Explication du poème:

En juillet de la première année de l'ère Zhide (756), l'empereur Suzong de la dynastie Tang monta sur le trône à Lingwu. Du Fu installa sa famille dans le village de Qiang, à Fuzhou, puis partit rejoindre l'empereur. Malheureusement, il fut capturé par les forces rebelles en chemin et ramené à Chang'an. En raison de son faible rang officiel, il ne fut pas emprisonné. En mars de l'année suivante, Du Fu était toujours retenu à Chang'an, où il fut témoin de la dévastation du pays et de la séparation avec sa famille. Rempli de douleur et d'indignation, il composa ce poème pour exprimer ses sentiments.

Première Couplet: “国破山河在,城春草木深。”
guó pò shān hé zài, chéng chūn cǎo mù shēn.
Bien que la nation soit en ruines, les montagnes et les rivières demeurent ; dans la ville printanière, les mauvaises herbes poussent et les arbres s'étendent sans retenue.

Le poème commence par un contraste saisissant qui décrit la scène désolée que Du Fu aperçoit au printemps : les montagnes et les rivières restent inchangées, mais la prospère capitale Chang'an est désormais envahie par les mauvaises herbes et les arbres envahissants. Le printemps, qui devrait être synonyme de fleurs éclatantes et d'une ambiance joyeuse, se présente ici sous un jour sombre et décadent. Le mot "破" (ruine) souligne l'ampleur dévastatrice de la guerre, tandis que "深" (profond) accentue l'atmosphère pesante et silencieuse d'une ville en ruines. À travers cette image, le poète exprime sa tristesse face à la chute de la nation, établissant ainsi un ton douloureux pour l'ensemble du poème.

Deuxième Couplet: “感时花溅泪,恨别鸟惊心。”
gǎn shí huā jiàn lèi, hèn bié niǎo jīng xīn.
Attristé par le sort du pays, je pleure en voyant les fleurs du printemps ; affligé par la séparation, le chant des oiseaux me bouleverse.

Les fleurs semblent verser des larmes et le chant des oiseaux devient angoissant, tout cela à cause de l'état émotionnel du poète. Les fleurs, qui sont généralement un symbole de beauté et de bonheur, provoquent ici les larmes ; tandis que le chant des oiseaux, habituellement mélodieux, inspire désormais l'inquiétude. Ce contraste entre la beauté de la nature et la tristesse intérieure renforce la douleur profonde du poète. Du Fu emploie cette technique avec habileté, intensifiant ainsi le sentiment de tristesse et d'angoisse dans le chaos de la guerre.

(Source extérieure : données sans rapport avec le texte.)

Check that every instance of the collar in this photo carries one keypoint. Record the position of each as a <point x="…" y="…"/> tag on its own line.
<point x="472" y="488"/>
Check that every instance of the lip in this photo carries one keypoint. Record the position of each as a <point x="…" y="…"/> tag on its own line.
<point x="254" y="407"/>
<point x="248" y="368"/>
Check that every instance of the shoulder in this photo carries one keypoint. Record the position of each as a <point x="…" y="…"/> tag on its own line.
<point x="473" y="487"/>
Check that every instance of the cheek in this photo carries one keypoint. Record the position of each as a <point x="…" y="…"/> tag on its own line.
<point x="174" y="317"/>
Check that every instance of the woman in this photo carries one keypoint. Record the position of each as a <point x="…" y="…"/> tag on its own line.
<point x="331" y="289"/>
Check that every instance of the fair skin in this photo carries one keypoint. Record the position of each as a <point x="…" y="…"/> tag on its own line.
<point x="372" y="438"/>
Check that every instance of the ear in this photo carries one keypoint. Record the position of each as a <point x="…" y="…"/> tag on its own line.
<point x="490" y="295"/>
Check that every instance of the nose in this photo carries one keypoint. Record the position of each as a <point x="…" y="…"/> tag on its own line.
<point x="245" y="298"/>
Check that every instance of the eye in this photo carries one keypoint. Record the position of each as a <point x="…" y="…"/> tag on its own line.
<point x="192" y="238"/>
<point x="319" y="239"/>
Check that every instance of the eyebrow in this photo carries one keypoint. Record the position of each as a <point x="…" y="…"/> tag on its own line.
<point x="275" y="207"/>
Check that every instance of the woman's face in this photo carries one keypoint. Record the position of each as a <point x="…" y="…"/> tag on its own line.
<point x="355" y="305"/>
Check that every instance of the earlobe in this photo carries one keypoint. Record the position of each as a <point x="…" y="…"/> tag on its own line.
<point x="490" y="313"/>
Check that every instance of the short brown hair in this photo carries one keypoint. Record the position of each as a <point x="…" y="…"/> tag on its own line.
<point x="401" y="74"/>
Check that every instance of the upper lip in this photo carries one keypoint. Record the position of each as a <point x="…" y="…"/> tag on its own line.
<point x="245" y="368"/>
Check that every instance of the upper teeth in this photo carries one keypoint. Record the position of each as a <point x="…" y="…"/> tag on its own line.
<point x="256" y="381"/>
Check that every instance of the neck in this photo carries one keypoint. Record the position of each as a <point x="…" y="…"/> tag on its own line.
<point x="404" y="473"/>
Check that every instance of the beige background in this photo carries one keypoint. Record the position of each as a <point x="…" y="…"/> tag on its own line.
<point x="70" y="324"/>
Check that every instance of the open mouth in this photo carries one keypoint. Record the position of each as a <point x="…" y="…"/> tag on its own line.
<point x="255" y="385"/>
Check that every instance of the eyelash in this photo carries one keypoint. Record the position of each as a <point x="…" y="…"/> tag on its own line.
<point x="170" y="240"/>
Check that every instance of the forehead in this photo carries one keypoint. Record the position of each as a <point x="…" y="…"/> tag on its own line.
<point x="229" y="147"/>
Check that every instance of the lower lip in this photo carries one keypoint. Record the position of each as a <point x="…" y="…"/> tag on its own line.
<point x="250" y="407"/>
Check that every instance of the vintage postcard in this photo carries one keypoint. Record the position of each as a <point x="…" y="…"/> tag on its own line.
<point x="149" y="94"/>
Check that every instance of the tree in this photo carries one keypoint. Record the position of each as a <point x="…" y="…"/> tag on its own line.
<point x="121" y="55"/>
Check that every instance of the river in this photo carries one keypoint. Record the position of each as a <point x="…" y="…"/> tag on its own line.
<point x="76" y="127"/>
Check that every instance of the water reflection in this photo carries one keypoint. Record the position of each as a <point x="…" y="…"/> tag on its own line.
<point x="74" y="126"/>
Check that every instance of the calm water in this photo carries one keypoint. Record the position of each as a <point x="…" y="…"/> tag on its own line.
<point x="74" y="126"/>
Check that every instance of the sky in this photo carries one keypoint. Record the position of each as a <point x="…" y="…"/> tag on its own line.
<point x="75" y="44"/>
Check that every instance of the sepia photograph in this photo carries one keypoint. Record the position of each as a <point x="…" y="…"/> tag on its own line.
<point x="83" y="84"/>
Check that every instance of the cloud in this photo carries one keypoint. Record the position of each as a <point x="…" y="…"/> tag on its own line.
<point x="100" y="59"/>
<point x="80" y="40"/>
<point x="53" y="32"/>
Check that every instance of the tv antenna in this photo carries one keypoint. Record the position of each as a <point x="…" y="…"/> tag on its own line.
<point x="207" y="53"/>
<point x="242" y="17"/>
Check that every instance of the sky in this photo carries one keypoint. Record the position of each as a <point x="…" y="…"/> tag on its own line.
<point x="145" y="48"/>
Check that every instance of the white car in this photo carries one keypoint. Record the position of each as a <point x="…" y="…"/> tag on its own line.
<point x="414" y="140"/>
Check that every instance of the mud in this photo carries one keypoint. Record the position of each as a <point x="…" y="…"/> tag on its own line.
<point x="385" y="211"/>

Troisième Couplet: “烽火连三月,家书抵万金。”
fēng huǒ lián sān yuè, jiā shū dǐ wàn jīn.
Les feux de guerre brûlent depuis trois mois ; une lettre de chez moi vaut plus que l'or.

Le poète déplore les combats incessants, qui ravagent la région depuis des mois. L'empereur Xuanzong s'était enfui vers Shu, et l'empereur Suzong avait pris le trône, mais les conflits persistaient et Chang'an était toujours sous le contrôle ennemi. En pleine incertitude, Du Fu n'avait reçu aucune nouvelle de sa famille. Dans cette détresse, une simple lettre de ses proches devient plus précieuse que l'or. Cette expression brève mais puissante illustre parfaitement le désir ardent du poète de recevoir des nouvelles de ses proches, reflétant également la douleur universelle des familles séparées par la guerre.

Quatrième Couplet: “白头搔更短,浑欲不胜簪。”
bái tóu sāo gèng duǎn, hún yù bù shèng zān.
Mes cheveux blancs deviennent de plus en plus rares ; je peux à peine les maintenir avec une épingle.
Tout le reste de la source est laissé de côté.